Bir gün mağaza müdürü M.A. ile konuştuğumuzda bana kaç yıl ceza aldığımı sordu. Kendisine 1 yıl 6 ay ceza aldığımı belirtince bu üslup bir cezayı nasıl aldığımı, genelde 5 ya da 7 yıl insanların ceza aldığını bana tekrar sordu. Ben kendisine faal pişmanlık kararlarından faydalandığımı o an için söylemedim lakin kendisi benim bu durumda söz verdiğimi anlamıştı.”
R.Ö., kendisini işe alan ortaklardan E.K.’nin örgüt üyeliği suçlamasıyla yargılandığını ve yüksek ceza aldığını belirtti.
“REFERANSLA GİRDİM”
E.K.’nin, kendisinin aktif pişmanlık kararlarından faydalandığını bildiğini belirten R.Ö., “Örgütle ilişkisini bildiğim arkadaşımın referansı ile garson olarak işe başladım. Sonrasında üç farklı şubeden sorumlu olarak görevlendirilmiştim. Arkadaşım beni davet ederken yüzde 5 pay hissesi ile ortak olabileceğimi belirtmişti lakin faal pişmanlık kararlarından faydalandığım öğrenilince pay verilmedi, evvel baskı kuruldu, sonra da işten çıkarıldım.” dedi.
“GÜVENİLMEYEN HİÇ KİMSEYE PAY HİSSESİ VERİLMEDİ”
R.Ö, şunları anlattı:
“Bana ciro düşüşü, iş yeri dağınıklığı, uygulama sitelerindeki puan düşüklüğü üzere münasebetlerle mobbing uygulanmaya başlandı.
Vadedilen hissedarlıktan da faydalanamadım. Bana pay verilmeyeceği söylendi. Sonraki bir görüşmede de E.K. bu konunun latife olduğunu tabir etmişti. Bana verilmesi vadedilen pay yüzde 5 oranındaydı.
Bu pay karşılığında bir para konuşulmamıştı. Yüzde 5’lik pay hissesi verilse dahi gayri resmi bir biçimde olacaktı.
Bunun sebebini E.K.’ye sorduğumda herkesin muteber insan olduğunu, güvenilmeyen hiç kimseye pay hissesi verilmediğini söyledi.”

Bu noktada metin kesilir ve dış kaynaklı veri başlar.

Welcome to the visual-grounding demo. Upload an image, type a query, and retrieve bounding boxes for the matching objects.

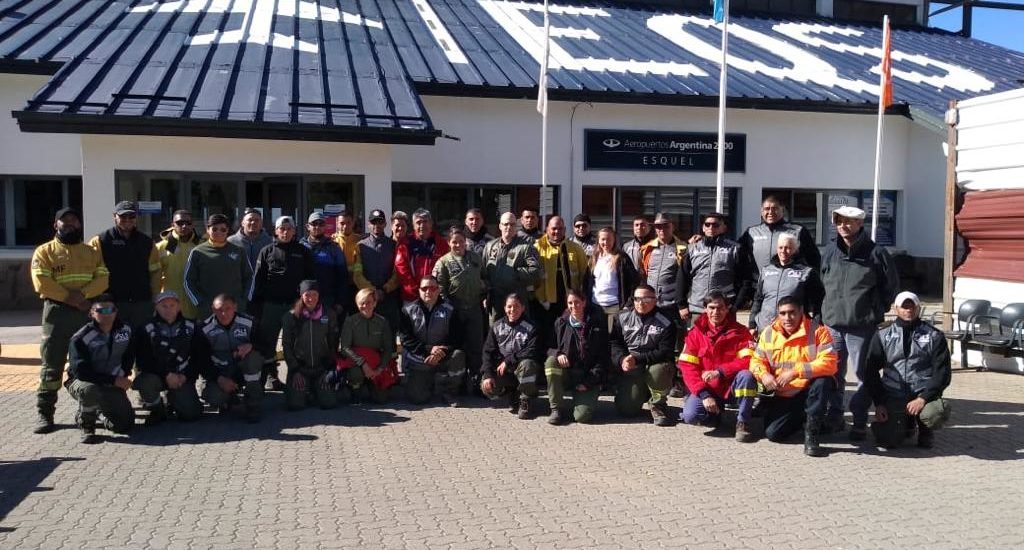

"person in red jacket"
[394,208,450,302]
[678,291,758,443]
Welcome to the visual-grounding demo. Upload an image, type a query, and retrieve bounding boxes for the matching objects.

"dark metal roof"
[0,0,1024,137]
[0,0,439,143]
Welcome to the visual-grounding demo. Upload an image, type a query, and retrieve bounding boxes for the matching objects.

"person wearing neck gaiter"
[864,292,951,449]
[32,208,109,433]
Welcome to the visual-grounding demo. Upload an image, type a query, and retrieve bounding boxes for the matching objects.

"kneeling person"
[132,291,203,425]
[65,294,135,443]
[399,277,466,407]
[480,293,541,420]
[611,285,676,426]
[678,291,758,442]
[197,294,263,422]
[865,292,952,449]
[281,280,338,411]
[544,289,608,425]
[751,296,839,457]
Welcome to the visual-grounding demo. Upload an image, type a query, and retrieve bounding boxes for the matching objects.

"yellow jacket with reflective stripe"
[32,239,110,302]
[751,316,839,397]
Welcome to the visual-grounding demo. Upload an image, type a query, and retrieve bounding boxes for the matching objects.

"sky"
[928,0,1024,52]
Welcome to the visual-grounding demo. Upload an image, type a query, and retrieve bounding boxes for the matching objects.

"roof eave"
[11,111,441,145]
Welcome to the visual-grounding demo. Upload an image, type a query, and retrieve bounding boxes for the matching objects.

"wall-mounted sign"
[584,130,746,172]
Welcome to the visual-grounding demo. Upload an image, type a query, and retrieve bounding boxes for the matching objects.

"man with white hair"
[864,292,952,449]
[821,206,899,441]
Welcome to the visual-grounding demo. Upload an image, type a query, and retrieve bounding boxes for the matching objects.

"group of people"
[32,197,949,456]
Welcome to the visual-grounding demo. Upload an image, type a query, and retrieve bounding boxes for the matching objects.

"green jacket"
[281,308,338,378]
[434,250,484,311]
[340,313,394,369]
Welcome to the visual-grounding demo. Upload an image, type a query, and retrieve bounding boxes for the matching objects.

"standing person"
[610,285,676,426]
[132,290,203,426]
[391,210,409,243]
[157,210,203,321]
[185,214,253,320]
[517,207,544,244]
[739,196,821,278]
[544,290,606,426]
[584,227,638,332]
[532,216,589,349]
[224,208,273,272]
[748,231,825,331]
[394,208,449,302]
[482,212,544,321]
[300,212,348,315]
[399,276,466,407]
[865,292,952,449]
[434,227,486,392]
[196,294,263,423]
[640,213,686,319]
[480,294,543,420]
[352,210,401,334]
[569,214,597,258]
[751,296,837,457]
[249,216,311,391]
[466,208,495,258]
[623,214,654,272]
[676,212,750,322]
[65,294,135,443]
[821,206,899,441]
[678,291,758,443]
[281,279,339,411]
[339,289,398,404]
[31,208,110,433]
[89,201,160,328]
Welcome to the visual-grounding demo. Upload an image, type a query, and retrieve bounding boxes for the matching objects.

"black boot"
[804,420,827,457]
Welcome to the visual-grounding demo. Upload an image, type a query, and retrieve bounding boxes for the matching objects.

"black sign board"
[584,130,746,172]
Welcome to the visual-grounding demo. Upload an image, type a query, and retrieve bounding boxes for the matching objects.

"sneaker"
[850,424,867,441]
[650,404,672,427]
[736,422,754,443]
[516,396,534,420]
[32,413,56,433]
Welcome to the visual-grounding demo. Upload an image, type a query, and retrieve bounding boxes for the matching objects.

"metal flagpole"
[715,0,729,212]
[871,15,892,241]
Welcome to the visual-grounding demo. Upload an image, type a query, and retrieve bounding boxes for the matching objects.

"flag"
[879,15,893,109]
[537,0,551,116]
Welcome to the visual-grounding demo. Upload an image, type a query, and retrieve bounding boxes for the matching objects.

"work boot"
[850,424,867,441]
[918,424,935,449]
[804,421,826,457]
[145,401,167,426]
[32,413,56,433]
[736,422,754,443]
[650,403,672,427]
[548,407,567,426]
[517,395,534,420]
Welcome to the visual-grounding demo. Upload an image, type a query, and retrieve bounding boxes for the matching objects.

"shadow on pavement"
[106,394,409,447]
[0,457,85,533]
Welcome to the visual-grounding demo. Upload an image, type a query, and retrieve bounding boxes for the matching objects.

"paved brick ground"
[0,360,1024,550]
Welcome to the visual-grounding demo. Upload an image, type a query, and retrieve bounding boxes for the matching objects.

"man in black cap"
[32,208,109,433]
[352,209,401,334]
[569,214,597,258]
[89,201,161,327]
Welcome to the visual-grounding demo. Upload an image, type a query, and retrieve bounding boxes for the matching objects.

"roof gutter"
[11,111,441,145]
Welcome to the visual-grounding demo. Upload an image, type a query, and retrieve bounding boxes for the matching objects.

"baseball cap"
[114,201,138,216]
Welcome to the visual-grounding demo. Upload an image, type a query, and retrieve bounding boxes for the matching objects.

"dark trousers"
[764,376,836,442]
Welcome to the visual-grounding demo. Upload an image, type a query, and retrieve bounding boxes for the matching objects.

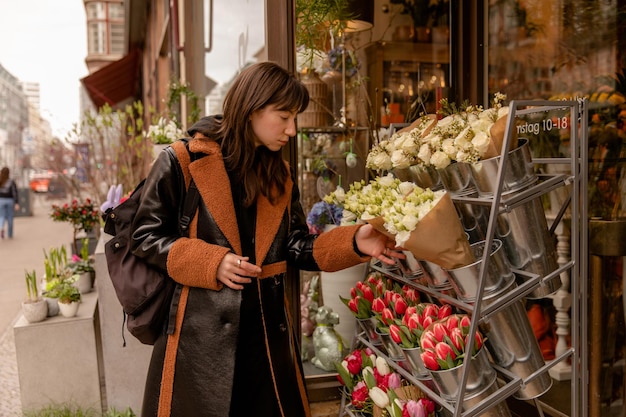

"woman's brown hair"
[216,62,309,206]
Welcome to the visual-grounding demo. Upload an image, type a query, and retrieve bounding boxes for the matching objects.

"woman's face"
[250,104,297,152]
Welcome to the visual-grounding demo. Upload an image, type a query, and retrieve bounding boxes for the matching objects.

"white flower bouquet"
[324,174,475,269]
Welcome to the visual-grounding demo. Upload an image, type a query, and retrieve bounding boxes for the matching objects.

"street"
[0,194,77,417]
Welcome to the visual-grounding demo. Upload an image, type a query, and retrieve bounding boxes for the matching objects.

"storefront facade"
[127,0,626,415]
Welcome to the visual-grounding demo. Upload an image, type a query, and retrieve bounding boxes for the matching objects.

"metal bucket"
[472,282,552,400]
[496,190,561,299]
[470,139,537,197]
[429,349,496,401]
[437,162,476,196]
[447,239,515,302]
[398,250,422,278]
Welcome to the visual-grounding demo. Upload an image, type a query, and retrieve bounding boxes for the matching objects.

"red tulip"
[372,297,386,313]
[420,350,439,371]
[435,342,456,361]
[381,307,396,326]
[445,316,459,330]
[393,297,408,316]
[404,314,420,332]
[389,324,402,345]
[433,322,448,342]
[420,330,437,349]
[437,304,452,320]
[362,285,374,302]
[450,327,465,353]
[348,295,361,313]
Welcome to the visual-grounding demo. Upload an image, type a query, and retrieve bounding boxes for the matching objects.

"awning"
[80,50,140,108]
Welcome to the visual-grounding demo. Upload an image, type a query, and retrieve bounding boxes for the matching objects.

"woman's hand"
[217,253,261,290]
[354,224,406,265]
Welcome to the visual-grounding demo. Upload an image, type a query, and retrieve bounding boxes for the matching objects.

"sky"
[0,0,88,138]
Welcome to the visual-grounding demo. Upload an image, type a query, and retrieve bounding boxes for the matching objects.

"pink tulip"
[420,330,437,350]
[435,342,456,361]
[420,350,439,371]
[437,304,452,320]
[348,295,361,313]
[389,324,402,344]
[446,316,459,330]
[372,297,386,313]
[450,327,465,353]
[422,303,439,318]
[362,286,374,302]
[393,297,408,316]
[404,314,420,331]
[381,307,396,326]
[433,322,448,342]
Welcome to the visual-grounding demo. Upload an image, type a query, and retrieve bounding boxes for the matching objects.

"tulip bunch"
[420,315,483,371]
[336,348,401,412]
[339,271,393,320]
[372,386,435,417]
[389,303,452,349]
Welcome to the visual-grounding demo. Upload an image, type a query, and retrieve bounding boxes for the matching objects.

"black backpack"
[103,139,199,346]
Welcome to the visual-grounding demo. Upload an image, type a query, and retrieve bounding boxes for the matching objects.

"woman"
[132,62,403,417]
[0,167,20,239]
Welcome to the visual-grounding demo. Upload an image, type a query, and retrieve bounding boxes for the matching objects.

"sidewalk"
[0,195,77,417]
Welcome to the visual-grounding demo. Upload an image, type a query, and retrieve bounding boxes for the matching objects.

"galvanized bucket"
[437,162,476,196]
[447,239,515,302]
[480,282,552,400]
[496,190,561,299]
[470,139,537,197]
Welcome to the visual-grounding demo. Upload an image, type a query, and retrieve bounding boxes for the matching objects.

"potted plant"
[50,198,100,253]
[48,275,81,317]
[22,270,48,323]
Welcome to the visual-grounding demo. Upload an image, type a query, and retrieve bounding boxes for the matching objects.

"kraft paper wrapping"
[367,193,476,269]
[480,116,517,159]
[396,114,437,138]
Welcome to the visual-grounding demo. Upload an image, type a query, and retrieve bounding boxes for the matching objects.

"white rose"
[391,149,411,168]
[472,131,491,156]
[430,151,451,169]
[417,143,432,165]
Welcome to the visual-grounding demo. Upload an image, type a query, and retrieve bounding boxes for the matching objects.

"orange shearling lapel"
[189,139,293,265]
[189,139,241,255]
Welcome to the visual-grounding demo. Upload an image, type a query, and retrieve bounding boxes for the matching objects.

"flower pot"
[75,272,93,294]
[448,239,515,302]
[321,262,368,346]
[472,282,552,400]
[43,297,59,317]
[470,139,537,197]
[59,301,80,318]
[22,298,48,323]
[437,162,476,196]
[402,346,430,379]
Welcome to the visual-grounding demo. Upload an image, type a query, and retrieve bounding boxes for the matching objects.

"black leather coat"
[133,139,368,417]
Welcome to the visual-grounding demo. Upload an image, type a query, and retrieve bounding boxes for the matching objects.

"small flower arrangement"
[420,314,483,371]
[50,198,100,232]
[306,201,343,235]
[145,117,185,144]
[336,348,402,415]
[324,174,445,247]
[339,271,392,320]
[389,303,452,349]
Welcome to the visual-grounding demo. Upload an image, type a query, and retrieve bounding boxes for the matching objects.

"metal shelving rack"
[340,100,588,417]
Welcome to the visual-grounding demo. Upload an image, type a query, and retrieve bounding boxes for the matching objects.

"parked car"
[30,174,52,193]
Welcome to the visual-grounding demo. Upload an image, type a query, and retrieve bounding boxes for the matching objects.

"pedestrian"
[0,167,20,239]
[131,62,404,417]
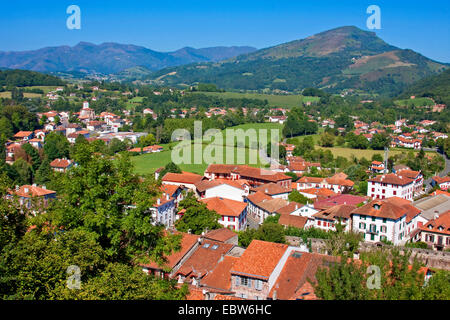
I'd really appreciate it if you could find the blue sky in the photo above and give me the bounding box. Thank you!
[0,0,450,62]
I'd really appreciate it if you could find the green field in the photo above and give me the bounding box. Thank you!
[394,97,434,107]
[190,92,320,108]
[316,146,435,160]
[128,123,283,174]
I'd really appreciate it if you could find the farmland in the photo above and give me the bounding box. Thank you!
[192,92,319,108]
[132,123,282,174]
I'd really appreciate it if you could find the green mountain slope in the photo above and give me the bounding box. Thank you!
[399,69,450,106]
[149,26,447,94]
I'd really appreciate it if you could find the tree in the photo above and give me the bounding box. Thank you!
[369,133,390,150]
[288,189,309,204]
[34,158,53,185]
[422,270,450,300]
[238,222,286,248]
[53,263,188,300]
[175,193,222,234]
[138,133,156,148]
[314,248,428,300]
[44,132,70,161]
[0,225,105,299]
[319,132,334,147]
[0,174,27,250]
[49,153,179,262]
[12,158,33,184]
[159,161,181,180]
[22,143,41,173]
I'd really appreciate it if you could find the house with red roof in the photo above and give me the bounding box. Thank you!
[313,204,356,231]
[200,197,247,231]
[13,131,34,141]
[195,179,250,202]
[369,161,385,173]
[367,172,415,200]
[161,172,203,191]
[204,164,292,188]
[314,194,370,210]
[431,176,450,191]
[139,231,201,279]
[230,240,290,300]
[150,193,176,227]
[416,210,450,251]
[8,184,56,209]
[351,200,409,245]
[50,158,74,172]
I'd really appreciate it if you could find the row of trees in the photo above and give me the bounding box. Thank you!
[0,143,188,300]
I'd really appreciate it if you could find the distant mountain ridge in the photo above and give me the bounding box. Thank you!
[0,42,256,74]
[148,26,448,94]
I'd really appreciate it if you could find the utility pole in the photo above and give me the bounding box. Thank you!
[384,147,389,174]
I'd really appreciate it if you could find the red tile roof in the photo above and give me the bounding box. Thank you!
[314,194,368,210]
[162,172,203,184]
[367,173,414,186]
[420,210,450,235]
[269,252,336,300]
[201,256,239,291]
[14,131,33,138]
[252,182,292,196]
[205,228,237,242]
[141,232,200,270]
[176,240,234,277]
[278,214,308,229]
[352,200,408,220]
[11,185,56,198]
[50,159,72,168]
[231,240,288,280]
[200,197,247,217]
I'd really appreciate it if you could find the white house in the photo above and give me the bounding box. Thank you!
[195,179,250,202]
[351,200,408,245]
[200,197,247,231]
[367,173,414,200]
[150,193,176,227]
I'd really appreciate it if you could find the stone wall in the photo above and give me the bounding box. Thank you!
[286,237,450,270]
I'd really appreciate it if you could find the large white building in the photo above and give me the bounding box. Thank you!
[351,200,408,245]
[367,173,414,201]
[201,197,247,231]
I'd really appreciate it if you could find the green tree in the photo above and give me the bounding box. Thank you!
[44,132,70,161]
[288,189,310,204]
[12,158,33,184]
[52,263,188,300]
[175,193,222,234]
[319,132,335,147]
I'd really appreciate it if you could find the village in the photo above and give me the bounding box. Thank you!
[5,82,450,300]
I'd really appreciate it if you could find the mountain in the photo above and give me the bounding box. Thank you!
[0,42,256,74]
[149,26,448,94]
[399,69,450,106]
[0,70,65,87]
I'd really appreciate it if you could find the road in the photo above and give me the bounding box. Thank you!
[423,148,450,192]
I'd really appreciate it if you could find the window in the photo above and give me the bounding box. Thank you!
[255,280,262,291]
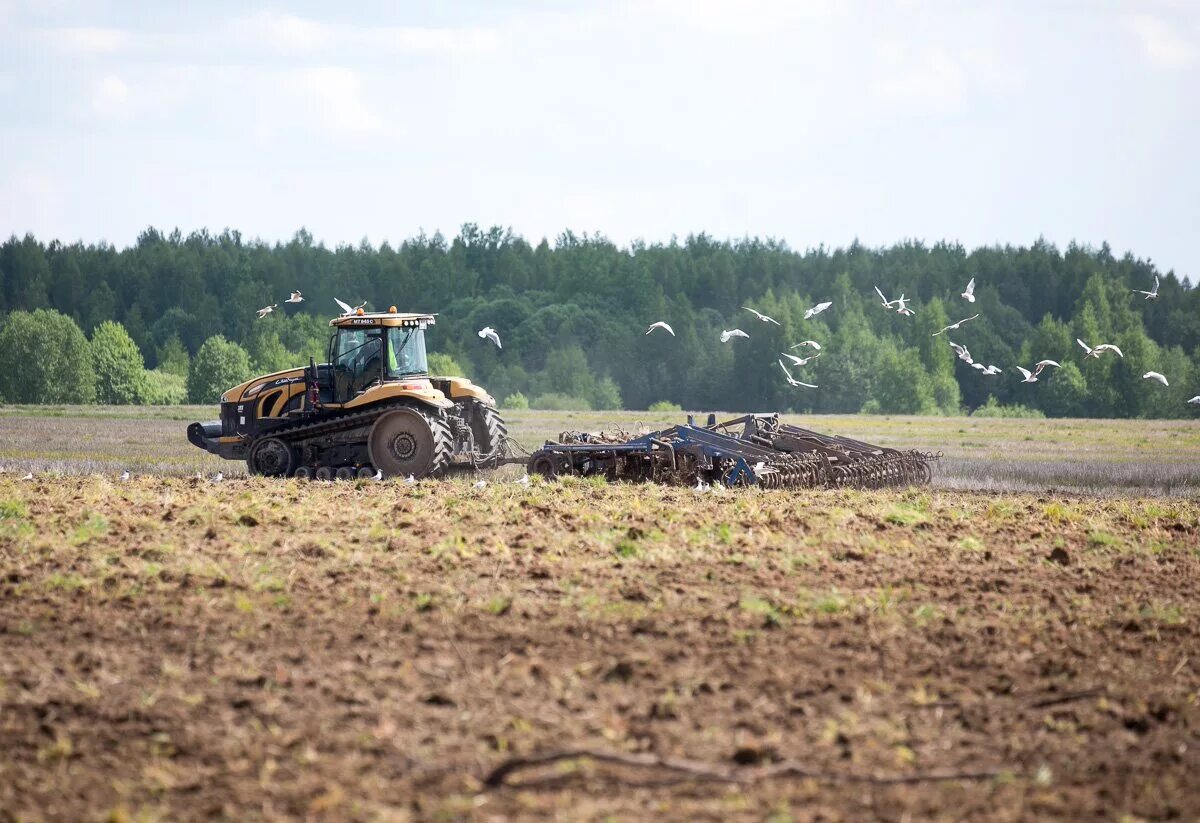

Yüzde 5’lik payın üzerinde de kimseye hisse verilmediğini E.K’nin beyanıyla öğrendiğini bildiren R.Ö., şu bilgileri verdi:
“Mağaza sorumlularına farklı şubelerde yeniden yüzde 5’lik hisseler verilebiliyordu lakin tek mağazada kelam sahipliği artmaması ve idari denetimin elden çıkmaması için yüzde 5 üzerine hisse mutlaka verilmiyordu.
Bu bahsettiğim harici hissedarlıklar büsbütün inanç bağlantısına dayalı gayriresmi ortaklıklardır.
Resmiyette şirket sahibi gözüken bireylerin de FETÖ iltisakları vardır. Dışarıdan bir bireye pay ya da franchising açmasına müsaade edilmediğini düşünüyorum.”